Sometimes you want to write some code that maintains a running sorted list of items. For example, let's say you have some code that services requests and maintains running median or percentiles of response times. You might imagine some Python code like this:

import time

class Service:

    def __init__(self):
        self.latencies = []

    def work(self, request):
        """Do some work and time it."""
        start = time.time()
        # work implemented here...

        # record latency and maintain sortedness of latencies
        self.record_latency(start)

    def record_latency(self, start):
        """Record elapsed latency and keep self.latencies sorted."""
        elapsed = time.time() - start
        self.latencies.append(elapsed)
        self.latencies.sort()

    def top_n_slowest(self, n):
        """Return the n slowest times."""
        return self.latencies[-n:]

    def median(self):
        """Return the median latency."""
        ix = len(self.latencies) // 2
        if len(self.latencies) % 2:
            # odd case
            return self.latencies[ix]
        # even case
        a = self.latencies[ix - 1]
        b = self.latencies[ix]
        return (a + b) / 2

The code shown here works just fine, but the way record_latency() maintains the sorted latency list is kind of weird. After every request, the code appends a new timing latency and then resorts the list. This is wasteful: the old list is already sorted, so it shouldn't really be necessary to resort the new list from scratch. It would be more efficient the sorted list could be maintained using the insertion step from insertion sort, where we binary search the array to find the right insertion point, and then insert the item directly at that location.

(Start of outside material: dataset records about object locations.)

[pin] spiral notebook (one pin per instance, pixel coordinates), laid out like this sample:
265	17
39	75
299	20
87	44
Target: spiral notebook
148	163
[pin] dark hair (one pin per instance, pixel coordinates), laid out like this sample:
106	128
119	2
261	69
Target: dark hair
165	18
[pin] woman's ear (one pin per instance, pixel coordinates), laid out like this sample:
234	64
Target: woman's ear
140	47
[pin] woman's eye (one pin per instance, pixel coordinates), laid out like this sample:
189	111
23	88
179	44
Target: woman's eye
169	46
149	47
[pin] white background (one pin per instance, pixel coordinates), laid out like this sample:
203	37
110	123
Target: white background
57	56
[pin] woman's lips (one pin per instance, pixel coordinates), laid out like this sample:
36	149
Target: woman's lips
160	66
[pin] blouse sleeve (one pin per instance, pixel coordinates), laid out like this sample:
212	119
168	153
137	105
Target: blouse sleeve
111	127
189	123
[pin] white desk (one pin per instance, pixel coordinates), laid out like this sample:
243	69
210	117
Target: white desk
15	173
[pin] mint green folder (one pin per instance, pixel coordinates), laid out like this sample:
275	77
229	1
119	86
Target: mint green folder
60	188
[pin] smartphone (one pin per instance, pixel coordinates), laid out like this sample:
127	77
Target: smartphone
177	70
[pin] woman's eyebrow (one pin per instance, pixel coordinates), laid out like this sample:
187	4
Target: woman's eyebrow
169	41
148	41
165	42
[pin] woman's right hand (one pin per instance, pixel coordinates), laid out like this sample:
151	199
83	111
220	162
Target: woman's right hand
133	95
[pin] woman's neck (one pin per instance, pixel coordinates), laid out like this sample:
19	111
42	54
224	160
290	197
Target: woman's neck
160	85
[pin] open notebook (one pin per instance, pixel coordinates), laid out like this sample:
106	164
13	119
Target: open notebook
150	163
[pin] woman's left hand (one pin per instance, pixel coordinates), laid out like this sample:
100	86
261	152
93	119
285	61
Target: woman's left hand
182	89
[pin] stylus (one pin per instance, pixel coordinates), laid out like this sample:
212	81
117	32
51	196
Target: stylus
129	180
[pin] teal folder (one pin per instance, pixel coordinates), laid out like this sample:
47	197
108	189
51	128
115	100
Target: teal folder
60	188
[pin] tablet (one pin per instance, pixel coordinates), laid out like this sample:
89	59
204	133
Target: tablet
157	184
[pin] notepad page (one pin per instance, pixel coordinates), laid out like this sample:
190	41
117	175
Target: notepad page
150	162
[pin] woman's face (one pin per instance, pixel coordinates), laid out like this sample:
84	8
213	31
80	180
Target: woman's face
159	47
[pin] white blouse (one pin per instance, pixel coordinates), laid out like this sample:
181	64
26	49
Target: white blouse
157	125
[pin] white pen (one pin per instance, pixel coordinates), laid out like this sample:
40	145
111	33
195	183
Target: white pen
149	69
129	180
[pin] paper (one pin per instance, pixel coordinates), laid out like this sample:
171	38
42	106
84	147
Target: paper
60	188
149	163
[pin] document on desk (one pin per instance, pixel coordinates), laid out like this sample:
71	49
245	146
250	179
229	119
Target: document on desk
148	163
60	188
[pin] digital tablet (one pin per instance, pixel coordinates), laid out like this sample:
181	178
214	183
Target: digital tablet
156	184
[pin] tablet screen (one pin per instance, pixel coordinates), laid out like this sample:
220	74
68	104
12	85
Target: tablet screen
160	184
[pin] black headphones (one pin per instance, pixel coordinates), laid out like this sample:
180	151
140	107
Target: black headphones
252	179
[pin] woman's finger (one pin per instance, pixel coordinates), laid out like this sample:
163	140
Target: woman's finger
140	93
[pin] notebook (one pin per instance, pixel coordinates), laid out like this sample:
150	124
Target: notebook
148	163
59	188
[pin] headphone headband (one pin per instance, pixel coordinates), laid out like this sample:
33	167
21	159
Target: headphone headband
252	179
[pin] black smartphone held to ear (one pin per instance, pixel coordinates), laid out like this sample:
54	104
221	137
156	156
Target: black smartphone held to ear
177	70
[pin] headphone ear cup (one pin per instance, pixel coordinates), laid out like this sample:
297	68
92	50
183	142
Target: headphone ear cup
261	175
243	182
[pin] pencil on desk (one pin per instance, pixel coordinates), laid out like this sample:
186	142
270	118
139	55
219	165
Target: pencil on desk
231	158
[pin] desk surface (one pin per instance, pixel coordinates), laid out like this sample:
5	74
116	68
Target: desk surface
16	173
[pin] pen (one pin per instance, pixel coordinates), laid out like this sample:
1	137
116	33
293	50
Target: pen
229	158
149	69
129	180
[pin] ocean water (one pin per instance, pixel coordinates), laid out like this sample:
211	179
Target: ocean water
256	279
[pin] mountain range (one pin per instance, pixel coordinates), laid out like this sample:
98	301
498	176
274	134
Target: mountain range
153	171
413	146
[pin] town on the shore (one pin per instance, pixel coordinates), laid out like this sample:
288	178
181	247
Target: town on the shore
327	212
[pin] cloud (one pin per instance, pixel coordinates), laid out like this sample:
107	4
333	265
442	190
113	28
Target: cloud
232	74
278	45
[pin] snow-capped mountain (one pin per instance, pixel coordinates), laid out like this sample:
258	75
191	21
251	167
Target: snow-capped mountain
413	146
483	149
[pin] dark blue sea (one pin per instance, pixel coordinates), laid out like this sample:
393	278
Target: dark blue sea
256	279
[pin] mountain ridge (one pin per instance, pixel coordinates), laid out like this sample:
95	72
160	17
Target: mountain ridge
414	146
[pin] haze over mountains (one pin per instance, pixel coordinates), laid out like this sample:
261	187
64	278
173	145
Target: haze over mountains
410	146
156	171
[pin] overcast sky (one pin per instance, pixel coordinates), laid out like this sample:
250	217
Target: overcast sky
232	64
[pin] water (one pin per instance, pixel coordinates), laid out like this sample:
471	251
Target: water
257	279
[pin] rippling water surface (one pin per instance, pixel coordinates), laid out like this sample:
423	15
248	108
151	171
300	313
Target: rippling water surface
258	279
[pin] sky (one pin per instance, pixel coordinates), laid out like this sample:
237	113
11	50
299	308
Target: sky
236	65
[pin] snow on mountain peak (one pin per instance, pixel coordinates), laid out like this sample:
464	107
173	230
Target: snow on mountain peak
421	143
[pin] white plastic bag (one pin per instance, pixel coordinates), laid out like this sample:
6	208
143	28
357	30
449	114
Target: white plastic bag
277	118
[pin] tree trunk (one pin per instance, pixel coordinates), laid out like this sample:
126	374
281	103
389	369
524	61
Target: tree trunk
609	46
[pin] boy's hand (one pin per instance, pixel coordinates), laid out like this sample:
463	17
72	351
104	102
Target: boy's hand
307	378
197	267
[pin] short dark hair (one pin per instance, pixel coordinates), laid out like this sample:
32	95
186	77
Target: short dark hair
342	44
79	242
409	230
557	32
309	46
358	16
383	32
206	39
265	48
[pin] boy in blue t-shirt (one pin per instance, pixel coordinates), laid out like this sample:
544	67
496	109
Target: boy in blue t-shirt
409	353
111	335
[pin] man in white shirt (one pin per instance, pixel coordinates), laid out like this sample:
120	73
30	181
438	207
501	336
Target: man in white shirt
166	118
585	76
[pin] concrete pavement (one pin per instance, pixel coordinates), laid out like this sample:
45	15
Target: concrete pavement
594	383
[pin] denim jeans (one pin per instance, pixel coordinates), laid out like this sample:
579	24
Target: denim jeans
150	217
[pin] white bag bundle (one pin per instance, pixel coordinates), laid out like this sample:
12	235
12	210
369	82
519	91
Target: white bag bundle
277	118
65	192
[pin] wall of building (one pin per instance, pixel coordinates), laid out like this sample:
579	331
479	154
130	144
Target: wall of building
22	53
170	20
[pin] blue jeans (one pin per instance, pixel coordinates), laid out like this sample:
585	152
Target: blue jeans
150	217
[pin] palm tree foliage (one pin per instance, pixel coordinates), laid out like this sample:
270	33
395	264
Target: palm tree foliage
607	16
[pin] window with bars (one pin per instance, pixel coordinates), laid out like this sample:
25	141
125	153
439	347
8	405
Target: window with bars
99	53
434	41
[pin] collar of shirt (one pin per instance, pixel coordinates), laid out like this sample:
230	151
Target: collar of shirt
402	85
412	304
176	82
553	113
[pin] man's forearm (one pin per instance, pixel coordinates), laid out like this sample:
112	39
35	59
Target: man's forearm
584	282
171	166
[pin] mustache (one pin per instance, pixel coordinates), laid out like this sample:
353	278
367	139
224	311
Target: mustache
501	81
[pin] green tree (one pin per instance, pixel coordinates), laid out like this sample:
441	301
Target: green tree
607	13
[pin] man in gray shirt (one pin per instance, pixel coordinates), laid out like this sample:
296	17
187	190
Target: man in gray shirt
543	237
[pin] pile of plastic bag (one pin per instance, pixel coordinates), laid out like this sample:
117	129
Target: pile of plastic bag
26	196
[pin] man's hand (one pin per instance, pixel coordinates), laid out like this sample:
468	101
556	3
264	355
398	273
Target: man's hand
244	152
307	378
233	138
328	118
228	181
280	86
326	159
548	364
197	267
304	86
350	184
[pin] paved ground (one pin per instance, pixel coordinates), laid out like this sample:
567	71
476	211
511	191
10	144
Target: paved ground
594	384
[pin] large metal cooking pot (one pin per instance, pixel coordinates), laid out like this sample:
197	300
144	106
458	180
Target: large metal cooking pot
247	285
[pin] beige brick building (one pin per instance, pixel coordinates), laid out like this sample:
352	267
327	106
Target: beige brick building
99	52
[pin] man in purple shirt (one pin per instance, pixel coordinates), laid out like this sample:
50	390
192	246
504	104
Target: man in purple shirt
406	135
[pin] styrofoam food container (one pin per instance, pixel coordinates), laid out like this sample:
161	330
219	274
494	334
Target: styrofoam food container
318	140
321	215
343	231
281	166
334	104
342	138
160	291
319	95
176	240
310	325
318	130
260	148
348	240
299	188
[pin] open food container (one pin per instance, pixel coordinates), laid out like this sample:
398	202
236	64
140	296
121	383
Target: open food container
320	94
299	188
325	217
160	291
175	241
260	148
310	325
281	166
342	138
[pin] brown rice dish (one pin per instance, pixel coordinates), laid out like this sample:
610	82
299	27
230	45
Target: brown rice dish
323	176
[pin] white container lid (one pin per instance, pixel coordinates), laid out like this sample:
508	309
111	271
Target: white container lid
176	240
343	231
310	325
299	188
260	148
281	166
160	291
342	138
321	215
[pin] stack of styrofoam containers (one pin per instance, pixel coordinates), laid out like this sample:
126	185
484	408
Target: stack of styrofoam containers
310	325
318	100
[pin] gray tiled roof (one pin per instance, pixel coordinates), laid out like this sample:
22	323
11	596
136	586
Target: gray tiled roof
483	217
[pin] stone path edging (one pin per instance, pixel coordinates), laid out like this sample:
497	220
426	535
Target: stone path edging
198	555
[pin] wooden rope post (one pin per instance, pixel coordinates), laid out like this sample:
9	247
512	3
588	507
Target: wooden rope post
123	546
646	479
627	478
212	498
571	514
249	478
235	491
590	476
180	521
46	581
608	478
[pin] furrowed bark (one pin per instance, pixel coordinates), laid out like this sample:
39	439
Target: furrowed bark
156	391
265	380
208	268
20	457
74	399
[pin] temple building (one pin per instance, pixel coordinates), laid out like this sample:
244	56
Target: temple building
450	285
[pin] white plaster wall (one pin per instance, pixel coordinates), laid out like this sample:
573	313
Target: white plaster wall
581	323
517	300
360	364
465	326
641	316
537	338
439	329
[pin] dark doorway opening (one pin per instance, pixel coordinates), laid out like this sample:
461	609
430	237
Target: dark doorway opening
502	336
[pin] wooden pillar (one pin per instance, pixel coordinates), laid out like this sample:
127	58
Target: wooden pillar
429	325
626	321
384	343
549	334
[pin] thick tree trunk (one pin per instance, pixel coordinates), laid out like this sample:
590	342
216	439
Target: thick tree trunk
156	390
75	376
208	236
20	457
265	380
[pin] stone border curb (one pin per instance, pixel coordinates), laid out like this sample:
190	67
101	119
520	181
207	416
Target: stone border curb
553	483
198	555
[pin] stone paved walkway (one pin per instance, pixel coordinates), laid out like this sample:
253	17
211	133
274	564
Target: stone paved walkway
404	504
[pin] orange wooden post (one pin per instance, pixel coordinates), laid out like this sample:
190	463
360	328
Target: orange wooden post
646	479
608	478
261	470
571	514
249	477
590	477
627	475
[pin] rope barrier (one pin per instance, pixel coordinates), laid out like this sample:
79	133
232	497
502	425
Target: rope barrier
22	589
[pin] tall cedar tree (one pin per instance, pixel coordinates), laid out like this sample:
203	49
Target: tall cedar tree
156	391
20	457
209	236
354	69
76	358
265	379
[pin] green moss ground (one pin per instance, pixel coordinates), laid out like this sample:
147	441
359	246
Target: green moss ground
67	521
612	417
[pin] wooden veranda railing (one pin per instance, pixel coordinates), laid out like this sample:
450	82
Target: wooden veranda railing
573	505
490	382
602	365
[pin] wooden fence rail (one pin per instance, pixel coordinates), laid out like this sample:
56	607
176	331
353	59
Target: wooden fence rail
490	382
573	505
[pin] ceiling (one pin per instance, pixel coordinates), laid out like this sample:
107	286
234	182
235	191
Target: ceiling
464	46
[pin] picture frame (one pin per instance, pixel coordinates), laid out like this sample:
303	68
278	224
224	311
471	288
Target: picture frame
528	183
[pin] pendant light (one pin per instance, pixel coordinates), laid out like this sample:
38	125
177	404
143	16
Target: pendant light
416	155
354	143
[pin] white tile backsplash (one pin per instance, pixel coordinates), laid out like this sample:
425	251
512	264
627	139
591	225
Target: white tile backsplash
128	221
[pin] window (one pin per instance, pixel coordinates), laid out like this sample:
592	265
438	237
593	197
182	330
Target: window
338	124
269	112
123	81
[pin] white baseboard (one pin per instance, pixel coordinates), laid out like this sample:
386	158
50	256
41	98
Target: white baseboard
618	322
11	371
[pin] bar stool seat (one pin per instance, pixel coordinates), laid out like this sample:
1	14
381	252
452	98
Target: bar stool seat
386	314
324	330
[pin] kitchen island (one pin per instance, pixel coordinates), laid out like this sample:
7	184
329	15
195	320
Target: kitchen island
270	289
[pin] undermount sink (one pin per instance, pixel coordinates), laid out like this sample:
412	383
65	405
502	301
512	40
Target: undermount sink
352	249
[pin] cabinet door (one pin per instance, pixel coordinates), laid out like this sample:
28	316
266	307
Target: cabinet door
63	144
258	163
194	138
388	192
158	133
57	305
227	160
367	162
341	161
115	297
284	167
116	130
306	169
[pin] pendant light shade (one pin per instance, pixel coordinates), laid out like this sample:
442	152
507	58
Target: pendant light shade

Today I was reintroduced to the Python bisect module, and noticed that it has a function that does just this. The method is called bisect.insort. Here's how you use it:

import bisect

class Service:

    def record_latency(self, start):
        """Record elapsed latency and keep self.latencies sorted."""
        elapsed = time.time() - start
        bisect.insort(self.latencies, elapsed)

    # other methods as before

This isn't the only useful thing in the module: you can also use bisect.bisect to do binary searches and range queries on sorted lists. Check out the documentation examples for more examples.